Privately, Democrats portray the evolving alliance as more utilitarian. “Once Obama’s out of office, I doubt they’ll take family vacations together,” said a former Clinton aide who has also worked for Mr. Obama and asked not to be named to avoid offending either man. “But Clinton thinks it’s critical for the country that he gets re-elected, and will do whatever he can to see that that happens.”

Another Democrat who has worked for both men said: “There’s no love lost. But Bill Clinton is not stupid. He knows if he can give a little of his 60-percent-plus approval rating halo to Obama, and Obama does well, that only helps Clinton. And it helps the missus if she wants to run.”

Hillary Rodham Clinton, who lost the Democratic nomination to Mr. Obama in 2008 only to join his cabinet as secretary of state, has made clear that she will step down after this term no matter what happens in the fall election. But in recent months, people in the Clinton orbit said she has left the door more open to running for president again in 2016, a campaign that would benefit from Mr. Obama’s good will.

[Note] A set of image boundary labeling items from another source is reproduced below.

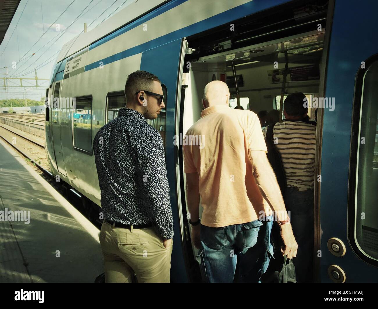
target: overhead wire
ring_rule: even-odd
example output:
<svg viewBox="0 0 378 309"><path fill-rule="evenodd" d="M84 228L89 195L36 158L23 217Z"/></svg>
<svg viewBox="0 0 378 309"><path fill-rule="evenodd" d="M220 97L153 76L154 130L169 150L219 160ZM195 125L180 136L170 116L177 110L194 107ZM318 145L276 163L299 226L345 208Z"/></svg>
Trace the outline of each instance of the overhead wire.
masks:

By many accounts, the president and the secretary of state get along fairly well despite their epic clash four years ago. He felt comfortable enough teasing her during his comic performance at the White House Correspondents’ Association dinner on Saturday night, referring to pictures of her drinking a beer during a recent trip to Colombia.

“Four years ago, I was locked in a brutal primary battle with Hillary Clinton,” Mr. Obama said. “Four years later, she won’t stop drunk-texting me from Cartagena.”

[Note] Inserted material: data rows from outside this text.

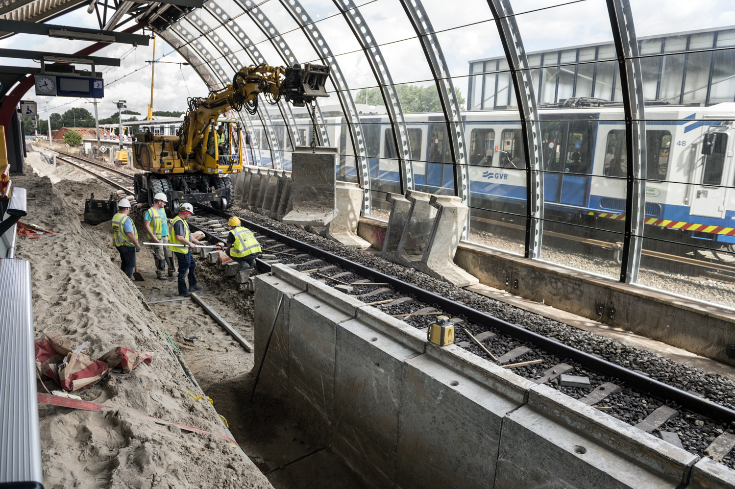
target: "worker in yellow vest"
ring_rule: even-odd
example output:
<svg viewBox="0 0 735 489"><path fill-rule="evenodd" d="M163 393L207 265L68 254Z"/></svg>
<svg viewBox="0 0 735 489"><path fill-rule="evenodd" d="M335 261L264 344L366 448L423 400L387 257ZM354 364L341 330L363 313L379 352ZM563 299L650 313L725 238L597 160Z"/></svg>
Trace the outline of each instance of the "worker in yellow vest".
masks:
<svg viewBox="0 0 735 489"><path fill-rule="evenodd" d="M191 204L182 204L179 209L179 215L171 221L173 232L171 243L174 245L169 246L179 261L179 295L182 297L189 297L192 292L201 290L201 285L196 285L196 277L194 276L194 268L196 261L191 254L196 249L196 245L202 244L193 236L189 235L189 223L187 222L194 213L194 207ZM186 287L186 279L189 277L189 288Z"/></svg>
<svg viewBox="0 0 735 489"><path fill-rule="evenodd" d="M129 213L130 201L123 199L118 202L118 213L112 216L112 244L120 253L120 269L132 280L135 254L140 251L140 243L135 223L128 217Z"/></svg>
<svg viewBox="0 0 735 489"><path fill-rule="evenodd" d="M227 221L230 228L227 235L227 256L240 263L240 270L254 268L255 259L260 256L262 249L252 231L240 224L234 215Z"/></svg>
<svg viewBox="0 0 735 489"><path fill-rule="evenodd" d="M149 207L143 215L143 225L148 235L154 243L168 243L168 220L164 207L168 199L166 194L159 192L153 197L153 207ZM153 246L153 256L156 261L156 276L159 280L168 280L166 263L168 263L168 277L173 276L178 268L173 260L173 252L168 246Z"/></svg>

Paradoxically, it has been the relationship between the two presidents that has been more awkward. At times, Mr. Obama has kept Mr. Clinton at a distance; at others, he has called on him for help, as he did after Democrats lost the House in the 2010 midterm elections.

A classic example of the complicated dynamic came last year when Mr. Clinton published a book titled “Back to Work,” offering very public advice about how to fix the economy. At first, the book rankled the Obama camp, which felt blindsided by its publication and privately complained that it made it seem as if the current president needed guidance. Eventually, after reading it, though, the irritation dissipated and the president’s advisers concluded that it was O.K. for them.